Suppose a certain manufacturer of building components claims that at least 95% of the building

components they produce conform to specifications. An examination of 500 various components
supplied by the firm revealed 40 faulty ones. Does this result provide sufficient evidence to reject the
manufacture’s claim at 5% decision level?

To test whether the manufacturer's claim can be rejected at a 5% decision level, we can conduct a one-sample proportion hypothesis test.

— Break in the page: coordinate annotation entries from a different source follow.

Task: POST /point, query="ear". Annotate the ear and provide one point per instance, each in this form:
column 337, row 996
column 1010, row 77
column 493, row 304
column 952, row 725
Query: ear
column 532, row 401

Null hypothesis (H0): p = 0.95 (proportion of conforming components)
Alternative hypothesis (H1): p < 0.95 (proportion of conforming components is less than claimed)

The test statistic for this hypothesis test is a z-score, which is calculated using the formula:

z = (p̂ - p) / sqrt(p * (1 - p) / n)

Where:
p̂ is the sample proportion of faulty components (40/500 = 0.08)
p is the claimed proportion of conforming components (0.95)
n is the sample size (500)

Using these values, we can calculate the z-score:

z = (0.08 - 0.95) / sqrt(0.95 * (1 - 0.95) / 500)
= (-0.87) / sqrt(0.0475 / 500)
≈ -14.55

At a 5% decision level, the critical z-value for a one-tailed test is approximately -1.645 (obtained from the standard normal distribution table).

Since the calculated z-score (-14.55) is much smaller than the critical z-value (-1.645), we can reject the null hypothesis. There is sufficient evidence to conclude that the manufacturer's claim of at least 95% conforming components is not supported by the data.